MPF recomenda retirada do nome de general ligado à ditadura de unidade militar na Paraíba

A recomendação integra as ações da chamada Justiça de Transição, que busca reparar vítimas de regimes autoritários e reformar instituições envolvidas em abusos.

O Ministério Público Federal (MPF) recomendou ao Exército Brasileiro que retire o nome do general Aurélio de Lyra Tavares do 1º Grupamento de Engenharia, em João Pessoa (PB), por considerar que a homenagem fere os princípios democráticos e os compromissos do Estado com a memória, a verdade e a não repetição de violações de direitos humanos. A unidade militar é citada por comissões da verdade como local de repressão política durante a ditadura militar (1964–1985).

Além da retirada da homenagem, o MPF sugere a criação de um espaço de memória e informação no interior do quartel, com o objetivo de preservar a verdade histórica e promover a educação em direitos humanos. A recomendação integra as ações da chamada Justiça de Transição, que busca reparar vítimas de regimes autoritários e reformar instituições envolvidas em abusos.

Natural da Paraíba, Lyra Tavares (1905–1998) teve papel central na consolidação da ditadura. Comandou o IV Exército a partir de 1964, foi ministro do Exército entre 1967 e 1969 e integrou a junta militar que assumiu o poder após o afastamento do presidente Costa e Silva. Durante esse período, foi um dos responsáveis diretos pela promulgação do AI-5 e do AI-12, que intensificaram a repressão política no país.

O general também participou da elaboração do Decreto-Lei nº 898, a nova Lei de Segurança Nacional da época, que previa punições severas, como banimento, pena de morte e prisão perpétua para opositores do regime. Seu nome aparece vinculado a cadeias de comando ligadas a mortes e desaparecimentos forçados.

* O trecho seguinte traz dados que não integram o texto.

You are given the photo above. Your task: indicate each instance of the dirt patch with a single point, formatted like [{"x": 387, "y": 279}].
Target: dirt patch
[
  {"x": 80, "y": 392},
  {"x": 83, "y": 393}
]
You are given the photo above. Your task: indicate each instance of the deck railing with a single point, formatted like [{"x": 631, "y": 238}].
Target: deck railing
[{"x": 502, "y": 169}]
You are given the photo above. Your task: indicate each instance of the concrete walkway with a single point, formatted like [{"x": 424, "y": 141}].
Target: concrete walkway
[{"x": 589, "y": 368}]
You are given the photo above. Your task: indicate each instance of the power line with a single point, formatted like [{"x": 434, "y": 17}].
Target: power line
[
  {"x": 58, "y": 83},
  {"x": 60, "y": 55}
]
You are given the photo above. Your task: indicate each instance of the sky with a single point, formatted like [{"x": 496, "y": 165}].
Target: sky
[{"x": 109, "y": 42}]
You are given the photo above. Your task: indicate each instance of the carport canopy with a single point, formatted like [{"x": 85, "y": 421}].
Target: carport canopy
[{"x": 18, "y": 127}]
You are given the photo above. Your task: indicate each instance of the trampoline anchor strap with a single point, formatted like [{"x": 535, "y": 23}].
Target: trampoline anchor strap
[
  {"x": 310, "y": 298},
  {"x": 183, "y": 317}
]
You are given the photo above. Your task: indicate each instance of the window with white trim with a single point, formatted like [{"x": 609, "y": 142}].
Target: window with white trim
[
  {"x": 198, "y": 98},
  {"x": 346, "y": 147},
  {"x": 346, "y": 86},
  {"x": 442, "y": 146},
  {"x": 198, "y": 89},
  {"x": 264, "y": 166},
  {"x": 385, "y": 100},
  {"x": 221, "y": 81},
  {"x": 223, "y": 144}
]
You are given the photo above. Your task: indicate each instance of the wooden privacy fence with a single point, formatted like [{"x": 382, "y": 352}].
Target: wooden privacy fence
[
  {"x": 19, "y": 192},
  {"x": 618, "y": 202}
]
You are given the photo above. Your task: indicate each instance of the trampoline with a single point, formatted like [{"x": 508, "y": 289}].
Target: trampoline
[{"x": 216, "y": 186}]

A recomendação do MPF também menciona o envolvimento de Lyra Tavares em ações de vigilância a exilados políticos brasileiros quando atuou como embaixador na França (1970–1974). A obra “Liberdade Vigiada” relata como o governo francês colaborava com o regime militar brasileiro, mesmo sabendo das sistemáticas violações de direitos humanos.

Apesar desse histórico, o 1º Grupamento de Engenharia passou a levar o nome de Lyra Tavares em 1999.

Relatórios da Comissão Estadual da Verdade da Paraíba e da Comissão Municipal da Verdade de João Pessoa apontam que o quartel sediou prisões políticas, interrogatórios, vigilância e repressão a opositores do regime. Entre os detidos esteve Elisabeth Teixeira, esposa de João Pedro Teixeira, líder das Ligas Camponesas assassinado em 1962 e personagem central do documentário “Cabra Marcado para Morrer”.

Documentos oficiais e depoimentos relatam que os presos denunciaram violência e tortura cometidas por agentes da Polícia Federal, sem que o comando militar da época tomasse providências. Para as comissões, ao negligenciar as denúncias, o quartel foi conivente com os abusos e integrou a estrutura repressiva.

A recomendação também retoma o conceito de “desmonumentalização” da ditadura, defendido por diversas comissões da verdade, que sugerem a renomeação de ruas, prédios e instituições que homenageiam autores de graves violações de direitos humanos. Um exemplo citado é a Avenida General Aurélio de Lyra Tavares, em João Pessoa, apontada como outro caso a ser revisto.

O MPF reforça que o Brasil tem obrigação legal, segundo a Corte Interamericana de Direitos Humanos, de investigar, punir e reparar crimes cometidos durante a ditadura. A Corte já condenou o país em episódios como o da Guerrilha do Araguaia (2010) e o do jornalista Vladimir Herzog (2018), declarando que crimes como tortura e desaparecimento forçado são imprescritíveis.

Segundo o procurador da República José Godoy, responsável pela recomendação, esclarecer as violações de direitos humanos tem efeito transformador.Rompe com o silêncio e estabelece um marco claro de que o Estado brasileiro não tolera e não repetirá práticas autoritárias”, afirma. Para ele, o reconhecimento público das violações envia uma mensagem clara de que há consequências morais, sociais e jurídicas para quem atenta contra a dignidade humana.É assim que se constrói uma verdadeira cultura de responsabilidade”, conclui.